それにしても今日はつかれた。肩が張っている、背中がなんとなく痛い。思いっきり伸びをするとポキポキ、という軽い音がした。ふぅ〜〜とため息をついてもういちどソファーに埋まってクッションを抱えれば心地よい眠気が訪れる。
「もう眠いんだろ、連れてってやる」
「ね、ねむ、くない・・・ほんと、ぜんぜん」
ほんとはすごくねむい。けどなんかすぐさま言い当てられて悔しいので。
「なんでそこで悔しがるんだ、変な奴だな」
ピッコロさんはあのうたみたいに手を合わせて気持ちを読み取るなんてケチなことは言わない。勝手に心を読み取っちゃうし、耳もすこぶるいいし、テレパシーだって使う。「口づけするより甘く」ではないいけれど、その厳しさが優しさだというのは知っているから大丈夫。

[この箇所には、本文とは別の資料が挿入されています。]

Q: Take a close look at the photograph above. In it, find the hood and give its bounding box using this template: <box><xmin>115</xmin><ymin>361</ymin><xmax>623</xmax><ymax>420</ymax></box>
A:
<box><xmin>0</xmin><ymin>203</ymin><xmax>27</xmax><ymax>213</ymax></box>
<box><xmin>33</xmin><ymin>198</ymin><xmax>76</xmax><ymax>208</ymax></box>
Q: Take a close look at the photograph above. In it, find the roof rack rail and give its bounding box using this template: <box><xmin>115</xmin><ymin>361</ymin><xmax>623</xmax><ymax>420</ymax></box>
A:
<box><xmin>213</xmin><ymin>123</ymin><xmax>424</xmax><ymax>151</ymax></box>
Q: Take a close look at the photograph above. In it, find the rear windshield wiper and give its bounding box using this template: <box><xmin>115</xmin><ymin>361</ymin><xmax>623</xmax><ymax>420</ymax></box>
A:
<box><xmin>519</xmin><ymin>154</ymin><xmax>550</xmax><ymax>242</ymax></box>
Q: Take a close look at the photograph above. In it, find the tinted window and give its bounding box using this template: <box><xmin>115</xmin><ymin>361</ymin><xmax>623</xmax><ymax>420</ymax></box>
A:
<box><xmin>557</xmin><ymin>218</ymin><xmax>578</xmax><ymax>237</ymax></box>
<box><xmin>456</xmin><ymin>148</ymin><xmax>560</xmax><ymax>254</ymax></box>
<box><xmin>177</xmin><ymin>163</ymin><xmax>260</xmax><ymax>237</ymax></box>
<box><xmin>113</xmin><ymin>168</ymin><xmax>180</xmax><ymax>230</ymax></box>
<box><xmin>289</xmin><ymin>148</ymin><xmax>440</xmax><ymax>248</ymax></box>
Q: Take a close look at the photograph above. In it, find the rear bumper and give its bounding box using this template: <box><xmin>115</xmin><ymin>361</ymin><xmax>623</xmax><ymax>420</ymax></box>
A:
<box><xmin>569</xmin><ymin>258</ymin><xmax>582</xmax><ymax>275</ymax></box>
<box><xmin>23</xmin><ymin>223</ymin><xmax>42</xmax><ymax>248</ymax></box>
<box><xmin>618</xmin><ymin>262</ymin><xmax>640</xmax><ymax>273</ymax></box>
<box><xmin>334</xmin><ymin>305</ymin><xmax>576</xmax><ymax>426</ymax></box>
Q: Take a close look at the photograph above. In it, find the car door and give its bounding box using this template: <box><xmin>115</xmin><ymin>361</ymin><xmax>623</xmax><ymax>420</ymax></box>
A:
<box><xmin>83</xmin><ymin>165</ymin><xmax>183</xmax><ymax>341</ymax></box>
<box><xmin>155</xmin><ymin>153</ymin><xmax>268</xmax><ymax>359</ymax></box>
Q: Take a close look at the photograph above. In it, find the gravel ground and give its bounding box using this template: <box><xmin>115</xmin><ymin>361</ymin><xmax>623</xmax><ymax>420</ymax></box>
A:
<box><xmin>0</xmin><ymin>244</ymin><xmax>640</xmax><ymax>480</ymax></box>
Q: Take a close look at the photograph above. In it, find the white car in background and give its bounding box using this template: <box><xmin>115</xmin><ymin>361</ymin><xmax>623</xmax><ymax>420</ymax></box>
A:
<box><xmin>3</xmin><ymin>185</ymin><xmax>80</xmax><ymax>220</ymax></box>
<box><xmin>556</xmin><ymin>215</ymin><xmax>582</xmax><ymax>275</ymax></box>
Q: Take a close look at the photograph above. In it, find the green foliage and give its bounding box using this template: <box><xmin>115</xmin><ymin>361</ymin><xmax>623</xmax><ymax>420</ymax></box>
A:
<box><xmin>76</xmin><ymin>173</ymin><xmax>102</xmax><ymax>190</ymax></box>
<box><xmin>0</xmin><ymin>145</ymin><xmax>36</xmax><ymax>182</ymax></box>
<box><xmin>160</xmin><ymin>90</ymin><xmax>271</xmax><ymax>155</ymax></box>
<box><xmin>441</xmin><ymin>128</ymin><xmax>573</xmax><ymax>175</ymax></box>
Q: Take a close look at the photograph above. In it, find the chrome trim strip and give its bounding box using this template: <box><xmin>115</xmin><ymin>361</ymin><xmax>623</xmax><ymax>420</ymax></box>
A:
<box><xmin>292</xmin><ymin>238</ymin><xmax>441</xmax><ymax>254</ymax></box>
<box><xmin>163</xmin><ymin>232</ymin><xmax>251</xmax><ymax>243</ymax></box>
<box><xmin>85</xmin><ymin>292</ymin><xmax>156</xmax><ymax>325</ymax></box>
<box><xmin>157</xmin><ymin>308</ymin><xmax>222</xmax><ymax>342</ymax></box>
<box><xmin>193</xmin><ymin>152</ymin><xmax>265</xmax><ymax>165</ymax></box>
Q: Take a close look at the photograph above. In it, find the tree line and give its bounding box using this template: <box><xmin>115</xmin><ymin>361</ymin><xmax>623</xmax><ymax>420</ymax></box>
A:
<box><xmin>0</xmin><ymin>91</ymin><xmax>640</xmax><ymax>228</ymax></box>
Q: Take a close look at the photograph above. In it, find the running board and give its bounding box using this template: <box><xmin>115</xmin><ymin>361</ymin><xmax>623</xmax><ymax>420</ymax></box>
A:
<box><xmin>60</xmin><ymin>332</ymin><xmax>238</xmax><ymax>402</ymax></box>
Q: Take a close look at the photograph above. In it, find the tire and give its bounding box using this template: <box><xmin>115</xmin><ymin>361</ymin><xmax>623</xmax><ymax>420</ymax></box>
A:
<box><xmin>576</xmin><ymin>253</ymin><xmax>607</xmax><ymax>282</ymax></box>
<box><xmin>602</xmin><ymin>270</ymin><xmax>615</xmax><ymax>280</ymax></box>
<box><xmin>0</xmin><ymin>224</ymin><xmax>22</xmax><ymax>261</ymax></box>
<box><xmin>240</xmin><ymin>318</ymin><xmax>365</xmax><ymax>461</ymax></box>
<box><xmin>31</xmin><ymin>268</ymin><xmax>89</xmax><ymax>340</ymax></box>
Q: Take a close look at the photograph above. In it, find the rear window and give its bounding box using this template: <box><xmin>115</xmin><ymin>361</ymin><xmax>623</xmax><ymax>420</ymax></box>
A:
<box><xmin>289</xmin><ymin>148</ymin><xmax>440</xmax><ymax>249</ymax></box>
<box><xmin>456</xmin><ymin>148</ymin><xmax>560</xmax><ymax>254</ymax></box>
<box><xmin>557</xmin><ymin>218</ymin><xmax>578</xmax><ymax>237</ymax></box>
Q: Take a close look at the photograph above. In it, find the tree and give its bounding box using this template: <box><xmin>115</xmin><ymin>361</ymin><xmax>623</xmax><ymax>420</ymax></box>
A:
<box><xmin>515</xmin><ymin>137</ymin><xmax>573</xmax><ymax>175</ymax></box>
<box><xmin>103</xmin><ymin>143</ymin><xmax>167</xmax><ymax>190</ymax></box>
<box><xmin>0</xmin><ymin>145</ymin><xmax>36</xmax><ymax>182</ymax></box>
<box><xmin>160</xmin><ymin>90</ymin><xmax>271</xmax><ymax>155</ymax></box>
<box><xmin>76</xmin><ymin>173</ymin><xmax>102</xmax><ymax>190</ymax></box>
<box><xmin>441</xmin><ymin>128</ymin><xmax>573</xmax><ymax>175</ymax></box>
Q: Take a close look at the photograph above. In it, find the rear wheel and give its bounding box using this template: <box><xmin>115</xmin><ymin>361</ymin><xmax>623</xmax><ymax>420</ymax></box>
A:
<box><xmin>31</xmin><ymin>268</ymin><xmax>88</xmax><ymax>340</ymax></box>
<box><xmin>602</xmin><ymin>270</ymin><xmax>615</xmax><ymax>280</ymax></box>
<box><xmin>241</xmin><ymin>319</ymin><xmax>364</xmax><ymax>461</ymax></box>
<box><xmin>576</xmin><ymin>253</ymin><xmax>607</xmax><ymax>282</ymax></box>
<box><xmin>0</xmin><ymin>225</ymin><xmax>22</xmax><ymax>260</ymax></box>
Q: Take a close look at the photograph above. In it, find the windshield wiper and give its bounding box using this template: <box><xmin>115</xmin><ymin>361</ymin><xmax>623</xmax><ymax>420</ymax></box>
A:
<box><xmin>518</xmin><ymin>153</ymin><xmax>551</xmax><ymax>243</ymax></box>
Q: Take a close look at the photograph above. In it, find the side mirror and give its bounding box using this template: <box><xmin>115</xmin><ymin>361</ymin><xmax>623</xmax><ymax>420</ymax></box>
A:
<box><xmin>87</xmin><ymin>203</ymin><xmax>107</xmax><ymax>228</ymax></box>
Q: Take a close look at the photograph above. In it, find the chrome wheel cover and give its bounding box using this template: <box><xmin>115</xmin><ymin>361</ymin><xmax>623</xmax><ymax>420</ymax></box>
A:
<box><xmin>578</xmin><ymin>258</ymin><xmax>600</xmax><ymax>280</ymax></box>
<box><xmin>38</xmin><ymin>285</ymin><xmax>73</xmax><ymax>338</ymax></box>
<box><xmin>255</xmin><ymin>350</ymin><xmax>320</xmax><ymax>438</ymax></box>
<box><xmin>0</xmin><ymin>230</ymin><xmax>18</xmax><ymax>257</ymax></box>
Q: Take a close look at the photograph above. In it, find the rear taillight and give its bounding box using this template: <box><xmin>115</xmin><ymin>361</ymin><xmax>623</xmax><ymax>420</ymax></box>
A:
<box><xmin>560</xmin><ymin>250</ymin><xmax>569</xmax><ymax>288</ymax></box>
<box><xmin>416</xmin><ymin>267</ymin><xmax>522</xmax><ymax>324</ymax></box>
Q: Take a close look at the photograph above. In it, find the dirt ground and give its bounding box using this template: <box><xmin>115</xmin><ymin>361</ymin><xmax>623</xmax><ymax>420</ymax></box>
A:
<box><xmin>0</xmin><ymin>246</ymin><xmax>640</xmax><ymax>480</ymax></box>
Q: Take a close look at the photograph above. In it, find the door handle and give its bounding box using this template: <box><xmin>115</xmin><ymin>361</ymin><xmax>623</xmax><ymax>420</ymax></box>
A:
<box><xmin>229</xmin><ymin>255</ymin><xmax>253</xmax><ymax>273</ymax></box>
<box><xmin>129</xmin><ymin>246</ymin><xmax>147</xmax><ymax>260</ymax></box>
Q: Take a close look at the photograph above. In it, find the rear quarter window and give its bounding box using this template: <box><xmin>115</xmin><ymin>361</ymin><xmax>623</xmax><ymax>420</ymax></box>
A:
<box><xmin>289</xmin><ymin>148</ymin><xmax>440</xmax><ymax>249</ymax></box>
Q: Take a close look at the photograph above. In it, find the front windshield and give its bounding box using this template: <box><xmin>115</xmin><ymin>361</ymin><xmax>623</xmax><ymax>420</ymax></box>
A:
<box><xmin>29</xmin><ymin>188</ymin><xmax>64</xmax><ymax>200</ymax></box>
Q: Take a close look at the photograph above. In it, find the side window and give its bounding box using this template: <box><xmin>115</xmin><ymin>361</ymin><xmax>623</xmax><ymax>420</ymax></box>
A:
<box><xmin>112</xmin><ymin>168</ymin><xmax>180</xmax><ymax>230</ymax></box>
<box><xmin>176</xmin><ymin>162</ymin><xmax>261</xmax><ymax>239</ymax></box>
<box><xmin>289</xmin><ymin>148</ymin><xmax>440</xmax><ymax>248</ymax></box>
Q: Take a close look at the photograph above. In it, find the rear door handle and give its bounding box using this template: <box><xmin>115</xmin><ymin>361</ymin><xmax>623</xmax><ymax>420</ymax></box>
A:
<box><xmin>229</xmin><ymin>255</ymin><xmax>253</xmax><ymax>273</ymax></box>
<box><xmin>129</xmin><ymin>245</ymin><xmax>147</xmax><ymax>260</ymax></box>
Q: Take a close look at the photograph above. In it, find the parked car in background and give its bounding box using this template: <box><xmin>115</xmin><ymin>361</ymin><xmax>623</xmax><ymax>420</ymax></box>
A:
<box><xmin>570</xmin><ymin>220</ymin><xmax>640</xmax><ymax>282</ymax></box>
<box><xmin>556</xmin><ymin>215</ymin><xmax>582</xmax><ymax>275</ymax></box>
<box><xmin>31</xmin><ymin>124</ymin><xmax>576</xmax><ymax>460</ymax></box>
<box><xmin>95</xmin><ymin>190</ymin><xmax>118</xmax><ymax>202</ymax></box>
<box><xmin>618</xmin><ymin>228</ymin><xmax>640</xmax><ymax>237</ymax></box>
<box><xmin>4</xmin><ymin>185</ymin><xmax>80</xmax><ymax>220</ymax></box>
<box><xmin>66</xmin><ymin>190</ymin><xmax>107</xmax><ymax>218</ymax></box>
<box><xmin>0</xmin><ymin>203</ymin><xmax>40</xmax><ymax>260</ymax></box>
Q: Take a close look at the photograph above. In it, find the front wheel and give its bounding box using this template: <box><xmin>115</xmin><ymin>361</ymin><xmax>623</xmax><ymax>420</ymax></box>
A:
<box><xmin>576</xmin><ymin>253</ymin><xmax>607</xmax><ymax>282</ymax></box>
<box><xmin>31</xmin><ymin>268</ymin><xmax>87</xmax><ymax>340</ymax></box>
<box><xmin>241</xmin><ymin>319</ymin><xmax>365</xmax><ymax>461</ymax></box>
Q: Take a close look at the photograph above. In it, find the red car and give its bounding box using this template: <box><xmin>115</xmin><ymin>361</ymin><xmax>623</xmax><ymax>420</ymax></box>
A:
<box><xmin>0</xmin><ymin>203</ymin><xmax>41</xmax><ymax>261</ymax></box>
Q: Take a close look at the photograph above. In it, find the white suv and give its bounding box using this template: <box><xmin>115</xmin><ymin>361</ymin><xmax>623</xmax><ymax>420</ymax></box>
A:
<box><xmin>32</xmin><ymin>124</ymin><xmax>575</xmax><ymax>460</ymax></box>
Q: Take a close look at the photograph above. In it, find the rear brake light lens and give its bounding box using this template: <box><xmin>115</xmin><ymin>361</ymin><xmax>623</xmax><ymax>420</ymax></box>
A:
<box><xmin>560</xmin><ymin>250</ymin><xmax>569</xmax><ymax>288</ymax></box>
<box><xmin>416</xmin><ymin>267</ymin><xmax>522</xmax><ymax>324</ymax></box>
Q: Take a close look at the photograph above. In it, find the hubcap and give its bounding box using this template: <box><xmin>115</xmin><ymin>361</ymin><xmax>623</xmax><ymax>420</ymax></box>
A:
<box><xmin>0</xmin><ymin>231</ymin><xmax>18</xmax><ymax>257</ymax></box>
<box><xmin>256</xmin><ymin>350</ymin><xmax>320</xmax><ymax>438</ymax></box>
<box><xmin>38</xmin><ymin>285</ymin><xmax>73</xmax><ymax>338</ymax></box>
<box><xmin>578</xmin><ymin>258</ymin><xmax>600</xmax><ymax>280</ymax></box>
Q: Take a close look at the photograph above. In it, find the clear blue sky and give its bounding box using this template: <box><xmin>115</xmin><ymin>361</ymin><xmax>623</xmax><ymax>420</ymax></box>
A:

わたしを抱える(米俵みたいにするのはちょっと考えてほしい)ピッコロさんに、にへら、と笑いかけるとちょっと変な顔をした。その間も頭の中ではあのうたが鳴り響く。銀色に身を包んだ、きらびやかな二人が正面を指差した。もしかしたら、もしかしたら。
「まあ、わたしも地球の男に飽きたところだし」
呟いて満足して、ピッコロさんのマントをやわく掴んで意識を手放した。次の朝、えらく思い詰めた顔のピッコロさんにどういう意味だと問い詰められるのはまた別の話だ。